A functional block diagram of a typical bit synchronizer is shown in FIG. 1. As shown, zero crossing detector 10 detects the zero crossings of an incoming data signal. Phase detector 12 compares the zero crossings of the incoming data signal to a clock signal produced by voltage control oscillator (VCO) 16. The result of this phase comparison is filtered by filter 14 and the filtered voltage is used to adjust VCO 16 to achieve frequency and phase lock with the incoming data signal. This clock signal is used to synchronize latch 18 and decoder 20. Such bit sychronizers require phase detectors which allow recovery of phase information from edges in the data, but, which do not give false phase information in the absence of data edges. This is needed since any consecutive 1's or consecutive 0's do not have an edge between them in data formats which are not self clocking. The phase detector of the bit synchronizer of FIG. 1 typically includes a mixer, exclusive or gates, or sequential logic circuits.
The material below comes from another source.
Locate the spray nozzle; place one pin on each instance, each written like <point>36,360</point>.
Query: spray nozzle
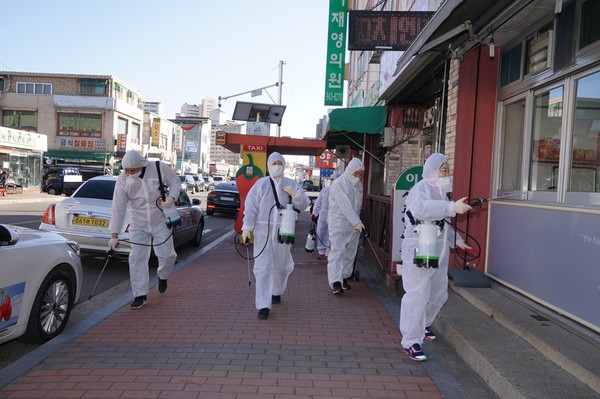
<point>477,202</point>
A disadvantage of such phase detector circuits is that a clock edge without a corresponding data edge would cause them to indicate a phase error, which would send a false correction signal to VCO 16.
Bit synchronizer phase detectors typically include an early/late gate which only produces phase error information near a data transition (see, for example, U.S. Pat. 4,766,397, issued Aug. 23, 1988, Inventor Adams; and U.S. Pat. 4,280,224, issued Jul. 21, 1981, Inventor Chethik).
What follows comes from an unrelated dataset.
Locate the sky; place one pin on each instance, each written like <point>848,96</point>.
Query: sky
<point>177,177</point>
The ability of the early/late gate detector to tolerate missing data edges may also result in false bit synchronizer locks to occur at incorrect clock rates. Thus, for example, digital data encoded in a bi-phase mark encoding format produces two clocks for each data cell, such that there is a clock edge for each data edge, plus an additional edge at mid-bit time. Repeating data patterns will also be sensitive to false locks at other frequencies which are not necessarily at simple multiples of the correct data rate. Since the clock of a phase locked loop can lock to data at a number of clock rates, only one of which is correct, bit synchronizers (such as those disclosed in the latter two patents) have typically been constrained to operate in a small range (plus or minus 1 percent to plus or minus 4 percent) around the correct data rate. In operation, such bit synchronizers will be adjusted for frequency of operation at normal set up and alignment and at appropriate maintenance intervals. For many applications, the data rate is constant and this type of operation is adequate. However, such bit synchronizers are inadequate in applictions where the signal sources vary data rate by design (such as down-looking radars) or where the incoming data signal varies in frequency due to doppler or other environmental effects. Moreover, due to time and temperature drifts, even the most stable of bit synchronizers will not be at optium adjustment all the time, thus, producing inaccurate clock signals.
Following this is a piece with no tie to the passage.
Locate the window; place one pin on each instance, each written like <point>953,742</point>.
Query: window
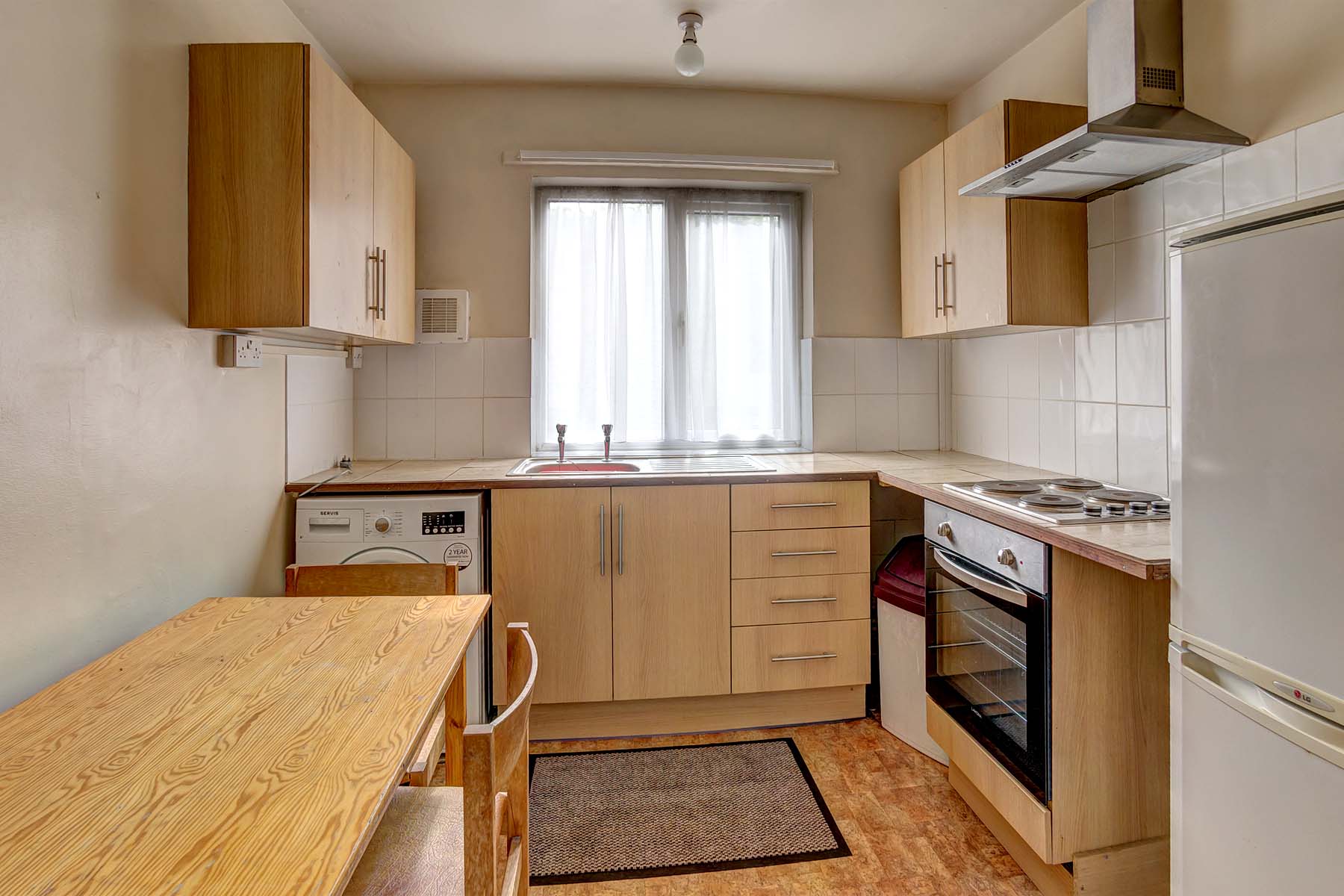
<point>670,314</point>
U.S. Patent 4,375,693, issued Mar. 1, 1983, Inventor Kuhn, and, U.S. Pat. 4,375,694, Mar. 1, 1983, Inventor Kuhn, disclose a bit synchronizer capable of operation over broad range of frequencies by means of an auto range capability which automatically steps the frequency of the voltage controlled oscillator of a phase locked loop through half octaves within an arbitrarily large range. However, the bit synchronizer disclosed in these patents has a narrow lock range (1 percent) and, thus, is not suitable for applications where the ability to lock to a wide range of data rates without readjustment is desirable.
Thus, it is desirable that a bit synchronizer have the ability to lock to a wide range of data rates without readjustment. It is also desirable that the bit synchronizer be able to follow changing data rates and to compensate automatically for any temperature drifts and aging. The bit synchronizer should be immune to false phase locks.